To commit all remaining audio and close the session, send a `close` frame:

```text theme={null}
close
```

Cartesia will transcribe all buffered audio, then close the socket for you.

### Sending audio with the SDK

<CodeGroup>
  ```python Python theme={null}
  # ElevenLabs
  await elevenlabs_connection.send({
    "audio_base_64": b64encode(raw_audio),
  })

  # Cartesia
  # raw_audio (bytes) - Raw audio data, about 100 ms at a time
  await connection.send_raw(raw_audio)
  ```

  ```typescript TypeScript theme={null}
  // ElevenLabs
  elevenLabsConnection.send({ audioBase64: rawAudio.toBase64() })

  // Cartesia
  // @param {ArrayBufferLike} rawAudio - raw audio data, about 100 ms at a time
  connection.sendRaw(rawAudio);
  ```
</CodeGroup>

### Decoding base64 encoded audio before sending

<CodeGroup>
  ```python Python theme={null}
  # ElevenLabs
  await elevenlabs_connection.send({
    "audio_base_64": audio_base_64,
  })

  # Cartesia
  from base64 import b64decode
  await connection.send_raw(b64decode(audio_base_64))
  ```

  ```typescript TypeScript theme={null}
  // ElevenLabs
  elevenLabsConnection.send({ audioBase64 });

  // Cartesia
  connection.sendRaw(Uint8Array.fromBase64(audioBase64));
  ```
</CodeGroup>

### Committing and closing

<CodeGroup>
  ```python Python theme={null}
  # ElevenLabs
  await elevenlabs_connection.commit()

  # Cartesia
  await connection.send("finalize")

  # ElevenLabs: close the socket immediately
  await elevenlabs_connection.close()

  # Cartesia: commit remaining audio
  # and let the server close the socket once done
  await connection.send("close")

  # Cartesia: Close the socket early (optional)
  await connection.close()
  ```

  ```typescript TypeScript theme={null}
  // ElevenLabs
  elevenLabsConnection.commit();

  // Cartesia
  connection.send("finalize");

  // ElevenLabs: close the socket immediately
  elevenLabsConnection.close();

  // Cartesia: commit remaining audio
  // and let the server close the socket once done
  connection.send("close");

  // Cartesia: Close the socket early (optional)
  connection.close();
  ```
</CodeGroup>

## Event mapping

Scribe emits interim `partial_transcript` events, then a `committed_transcript` when you commit.\
Cartesia emits `transcript` deltas plus acknowledgments for the `finalize` and `close` commands.
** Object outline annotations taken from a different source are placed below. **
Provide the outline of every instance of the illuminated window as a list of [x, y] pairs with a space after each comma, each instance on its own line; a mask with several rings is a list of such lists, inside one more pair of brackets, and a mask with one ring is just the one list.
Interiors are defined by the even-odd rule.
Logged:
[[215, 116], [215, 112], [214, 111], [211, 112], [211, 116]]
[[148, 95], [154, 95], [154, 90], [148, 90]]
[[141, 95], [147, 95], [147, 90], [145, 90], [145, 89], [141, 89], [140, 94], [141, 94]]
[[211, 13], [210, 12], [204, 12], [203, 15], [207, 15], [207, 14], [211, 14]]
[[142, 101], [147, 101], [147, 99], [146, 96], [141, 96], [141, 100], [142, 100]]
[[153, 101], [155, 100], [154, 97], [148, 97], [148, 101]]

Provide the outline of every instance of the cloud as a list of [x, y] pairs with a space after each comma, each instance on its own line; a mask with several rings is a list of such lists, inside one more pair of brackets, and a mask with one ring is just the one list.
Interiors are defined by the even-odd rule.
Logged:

| ElevenLabs `message_type`              | Cartesia `type`                                | Notes                                                                                                                                                                                     |
| -------------------------------------- | ---------------------------------------------- | ----------------------------------------------------------------------------------------------------------------------------------------------------------------------------------------- |
| `partial_transcript`                   | `transcript` (`is_final: false`)               | Never sent by Ink 2 or Whisper (reserved for future models).                                                                                                                              |
| `committed_transcript`                 | `transcript` (`is_final: true`) + `flush_done` | ElevenLabs sends committed transcripts in one message; Cartesia sends `transcript` messages containing deltas, then a `flush_done` message once all deltas have been sent for the segment |
| `committed_transcript_with_timestamps` | `transcript` (`is_final: true`) + `flush_done` | Only `ink-whisper` supports timestamps right now.                                                                                                                                         |
| —                                      | `done`                                         | Sent after all audio until `close` has been transcribed, immediately before the WebSocket closes.                                                                                         |
| `error`                                | `error`                                        | Client or server errors.                                                                                                                                                                  |
| `auth_error`                           | —                                              | Cartesia will reject the WebSocket upgrade with a 401 or 403 HTTP status.                                                                                                                 |
| `quota_exceeded`                       | `error`                                        | Cartesia's error response will contain `"error_code": "quota_exceeded"`.                                                                                                                  |
| `rate_limited`                         | `error`                                        | Cartesia's error response will contain `"error_code": "concurrency_limited"`.                                                                                                             |
| `session_time_limit_exceeded`          | —                                              | Cartesia will send a WebSocket close frame with code `1001`.                                                                                                                              |

### Committed transcripts

A Scribe `committed_transcript` carries the **full text** of the segment since the last commit:

```json theme={null}
{
  "message_type": "committed_transcript",
  "text": "Hello world! This is the full transcript."
}
```

Becomes one or more Cartesia `transcript` events, each carrying a **delta**:

```json theme={null}
{
  "type": "transcript",
  "is_final": true,
  "text": "Hello world!",
  "duration": 0.5,
  "words": [
    {
      "word": "Hello",
      "start": 0,
      "end": 0.2
    },
    {
      "word": " world!",
      "start": 0.2,
      "end": 0.5
    }
  ],
  "request_id": "2ff8af53-4d38-479d-8287-58940f01c701"
}
```

> * Ink 2 does not return `duration` or `words` yet
> * Ink 2 and Whisper currently only emit final transcripts (`is_final: true`)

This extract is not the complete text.